Il vida le pichet rempli d'eau fraîche et lâcha un soupir de satisfaction. Cela faisait du bien, il courait depuis si longtemps qu'un bon repas était plus que bienvenue. Mais maintenant, il devait partir.
« Quand pourrai-je sortir ?
- Je ne sais pas.
- Vous pouvez pas me garder ici !
- Ce n'est pas moi qui décide.
- Mais je n'ai rien fait ! s'emporta Manes. Je ne suis pas un danger pour ton royaume, je ne fais même que passer. Laisse-moi sortir, je suis pressé.
- C'est au roi d'en décider ! »
Manes releva sa manche et regarda à nouveau le bracelet. Il pesta avant de taper dans le plateau, faisant sursauter Korrigan. Mais ce dernier fronça des sourcils en apercevant le bijou. Il hésita quelques secondes avant de finalement se mettre à quatre pattes pour le regarder. Ses yeux s'ouvrirent de surprise : l'objet sentait la magie mais il ne connaissait pas une telle chose.
« Qu'est-ce que s'est ? demanda-t-il avec curiosité.
- Un sablier. Enfin quelque chose dans le genre. »
Korrigan regarda l'objet avec intérêt. C'était un bracelet tout simple mais un entrelacs d'or blanc courait sur le pourtour et était pratiquement rouge. Sur le dessus, deux pierres brillaient légèrement. Korrigan le trouva très beau mais comment les gardes n'avaient-ils pas vu cet objet ? Sans doute qu'à cause du noir, ils n'avaient rien vu mais il plaça plutôt cela sous le signe de la négligence. Le garçon tendit la main et effleura le bijou. C'était un puissant objet magique. Il frissonna vivement avant de relever les yeux sur Manes.
« Es-tu magicien ? demanda-t-il en fronçant des sourcils.
- Pas du tout. Je ne connais rien à la magie. J'ai juste une mission à accomplir et quand ce sablier aura fini de s'écouler, il sera trop tard. Si ça se trouve, nous ne serons même plus là pour en discuter, annonça Manes d'une voix sèche. »
Ils se fixèrent droit dans les yeux. Le temps sembla suspendu pour un moment qui leur sembla infini. Korrigan finit par fermer les yeux et réfléchit à la situation. Il n'y avait aucune hostilité émanant de cet étrange personnage et l'instinct de Korrigan s'était toujours montré juste. Alors il pouvait lui faire un peu confiance ?
« Réponds à ma question : que sont ces créatures ?
- Je ne sais pas trop... mais je peux te dire qu'elles sont à la recherche de la même pierre que moi et que si elles mettent la main dessus, les mondes seront dévastés.

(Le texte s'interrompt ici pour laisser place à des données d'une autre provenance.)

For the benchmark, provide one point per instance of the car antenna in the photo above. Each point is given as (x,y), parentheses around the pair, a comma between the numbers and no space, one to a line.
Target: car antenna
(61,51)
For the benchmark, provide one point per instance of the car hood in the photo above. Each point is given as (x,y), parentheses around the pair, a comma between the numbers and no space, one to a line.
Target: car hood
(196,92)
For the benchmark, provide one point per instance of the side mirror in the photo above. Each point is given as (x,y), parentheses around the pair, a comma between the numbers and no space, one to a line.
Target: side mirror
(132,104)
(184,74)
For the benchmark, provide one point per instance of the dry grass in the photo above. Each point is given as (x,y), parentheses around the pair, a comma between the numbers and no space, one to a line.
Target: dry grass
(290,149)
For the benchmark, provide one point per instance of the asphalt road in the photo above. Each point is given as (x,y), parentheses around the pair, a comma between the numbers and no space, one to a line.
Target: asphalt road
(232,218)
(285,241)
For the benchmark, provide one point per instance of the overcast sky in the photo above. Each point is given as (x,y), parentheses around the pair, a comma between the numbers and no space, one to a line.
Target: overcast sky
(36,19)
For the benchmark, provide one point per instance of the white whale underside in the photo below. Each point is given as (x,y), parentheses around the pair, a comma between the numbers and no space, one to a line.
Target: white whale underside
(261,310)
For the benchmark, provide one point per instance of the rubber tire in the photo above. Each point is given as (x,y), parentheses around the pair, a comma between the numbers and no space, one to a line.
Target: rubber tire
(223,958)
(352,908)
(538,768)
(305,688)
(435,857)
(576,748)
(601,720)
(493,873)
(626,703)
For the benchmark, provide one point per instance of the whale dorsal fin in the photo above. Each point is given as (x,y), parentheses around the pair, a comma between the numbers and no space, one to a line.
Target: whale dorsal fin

Il n'y aura plus de vie... nulle part.
- Les mondes ? répéta Korrigan en rouvrant les yeux. De quels mondes parles-tu ?
- C'est une vieille légende, je ne la connais pas très bien mais il existe des mondes parallèles. Des univers séparés les uns des autres. Le créateur de ces mondes aurait façonné une clef qui permettrait de les traverser. Ces ombres sont à sa recherche et pour la trouver, il faut réunir des pierres.
- Et toi ?
- Moi, je veux la mettre en sécurité. Je n'ai que faire de me promener entre des univers étranges, mon chez-moi me convient parfaitement mais si je veux y vivre en paix, je dois retrouver la clef des mondes avant ces créatures. »
Korrigan le regarda à nouveau, perdu dans ses pensées. Cette histoire de mondes était rocambolesque, farfelue même mais il ne décelait aucun mensonge. Il ne savait pas quoi faire.
« Que feras-tu si je te libère ?
- Je vais chercher la pierre et je repartirai chez moi.
- Dans ton monde ?
- Oui. »
Le jeune rouquin se releva et tourna la tête vers la porte. Il décida de faire confiance à cet être. Il reprit les liens et fit signe à Manes de se lever.
« Je vais devoir te les remettre et des soldats resteront avec toi le temps que tu trouves ce que tu cherches, déclara Korrigan. Au moindre faux pas...
- Ouais, ouais ! »
Manes se mit debout très lentement afin de placer au mieux la lame pour pouvoir se défaire des liens une fois dehors. Korrigan lui attacha solidement les liens, veillant à ne pas décaler les bandes de tissu qu'il avait placé tantôt.
« Tu trouves ta pierre et tu t'en vas. Les soldats t'escorteront le temps de ton périple. »
Korrigan reporta son regard vert sur l'elfe. Cela faisait seulement sept jours qu'il était arrivé dans ce château en qualité d'observateur. Son maître, Mael, l'y avait envoyé pour qu'il apprenne le fonctionnement du monde extérieur. Un futur Grand prêtre de l'île Sacrée se doit de connaître le pays des rois car nos mondes vivent en harmonie et sans cela, nous serions coupés de tout et de tous. Cette phrase résonnait dans sa tête. Mael savait-il qu'il existait des mondes parallèles au leur ? Il secoua doucement la tête avant d'attraper le bout de la corde et de tirer Manes hors de là. L'elfe se laissa faire gentiment sans rien dire. C'était une chance inespérée de quitter cet endroit.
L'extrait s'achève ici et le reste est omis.